[ovirt-users] Recovering iSCSI domain (Was: Changing iSCSI LUN host IP and changing master domain)
Trey Dockendorf
treydock at gmail.com
Tue Oct 21 20:59:23 UTC 2014
Somehow my NFS domain got to be master again. I went into the database and
updated the connections for NFS and I noticed that once I updated the IP
for the ISCSI in the "storage_server_connections" table that the interface
kept moving "(master)" between the iSCSI and NFS domain...very odd.
I did these commands and now NFS is up.
update storage_server_connections set connection='10.0.0.10:/tank/ovirt/data'
where id='a89fa66b-8737-4bb8-a089-d9067f61b58a';
update storage_server_connections set
connection='10.0.0.10:/tank/ovirt/import_export'
where id='521a8477-9e88-4f2d-96e2-d3667ec407df';
update storage_server_connections set
connection='192.168.202.245:/tank/ovirt/iso'
where id='fb55cfea-c7ef-49f2-b77f-16ddd2de0f7a';
update storage_server_connections set connection='10.0.0.10' where
id='d6da7fbf-5056-44a7-9fc8-e76a1ff9f525';
Once I activated the NFS master domain all my other domains went to active,
including iSCSI.
My concern now is whether the iSCSI domain is usable.
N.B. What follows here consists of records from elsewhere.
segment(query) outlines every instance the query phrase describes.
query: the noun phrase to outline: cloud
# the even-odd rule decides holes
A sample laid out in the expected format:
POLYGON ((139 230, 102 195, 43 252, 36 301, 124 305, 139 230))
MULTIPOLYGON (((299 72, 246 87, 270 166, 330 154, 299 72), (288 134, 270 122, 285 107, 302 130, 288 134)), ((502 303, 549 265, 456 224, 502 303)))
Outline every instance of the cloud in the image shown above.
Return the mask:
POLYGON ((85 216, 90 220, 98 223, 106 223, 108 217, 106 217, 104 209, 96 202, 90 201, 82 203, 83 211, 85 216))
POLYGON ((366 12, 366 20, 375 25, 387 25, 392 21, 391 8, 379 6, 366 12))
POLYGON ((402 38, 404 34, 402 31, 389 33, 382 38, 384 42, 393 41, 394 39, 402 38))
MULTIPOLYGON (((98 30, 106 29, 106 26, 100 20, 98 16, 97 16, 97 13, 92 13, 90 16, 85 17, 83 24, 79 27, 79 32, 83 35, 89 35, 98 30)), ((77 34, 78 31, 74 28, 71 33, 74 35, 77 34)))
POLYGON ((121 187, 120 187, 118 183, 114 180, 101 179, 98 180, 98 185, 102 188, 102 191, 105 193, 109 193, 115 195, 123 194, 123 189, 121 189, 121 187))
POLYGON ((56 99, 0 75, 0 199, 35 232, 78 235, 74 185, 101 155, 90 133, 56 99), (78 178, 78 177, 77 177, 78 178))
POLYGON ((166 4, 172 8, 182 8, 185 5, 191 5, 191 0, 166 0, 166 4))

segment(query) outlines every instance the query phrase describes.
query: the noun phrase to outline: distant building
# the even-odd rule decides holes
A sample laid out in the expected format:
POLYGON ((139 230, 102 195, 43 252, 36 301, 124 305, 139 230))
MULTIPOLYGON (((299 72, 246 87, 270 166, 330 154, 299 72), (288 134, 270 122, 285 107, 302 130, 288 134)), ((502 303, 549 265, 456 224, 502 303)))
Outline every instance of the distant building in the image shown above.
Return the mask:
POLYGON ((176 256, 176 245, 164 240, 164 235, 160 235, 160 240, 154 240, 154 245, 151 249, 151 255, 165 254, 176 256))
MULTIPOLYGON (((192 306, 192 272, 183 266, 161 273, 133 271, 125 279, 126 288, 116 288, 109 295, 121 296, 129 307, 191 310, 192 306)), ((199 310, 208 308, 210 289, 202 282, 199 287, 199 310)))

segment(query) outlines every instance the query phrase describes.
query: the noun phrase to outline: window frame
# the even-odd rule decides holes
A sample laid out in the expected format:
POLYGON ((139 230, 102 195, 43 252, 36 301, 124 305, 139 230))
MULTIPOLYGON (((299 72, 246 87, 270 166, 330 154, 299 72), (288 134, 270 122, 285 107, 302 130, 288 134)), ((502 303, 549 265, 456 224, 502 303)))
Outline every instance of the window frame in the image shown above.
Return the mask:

The API path at
"/api/storagedomains/4eeb8415-c912-44bf-b482-2673849705c9/storageconnections"
shows
<storage_connections/>
If I go to edit the iSCSI domain and check the LUN the warning I get is
this:
This operation might be unrecoverable and destructive!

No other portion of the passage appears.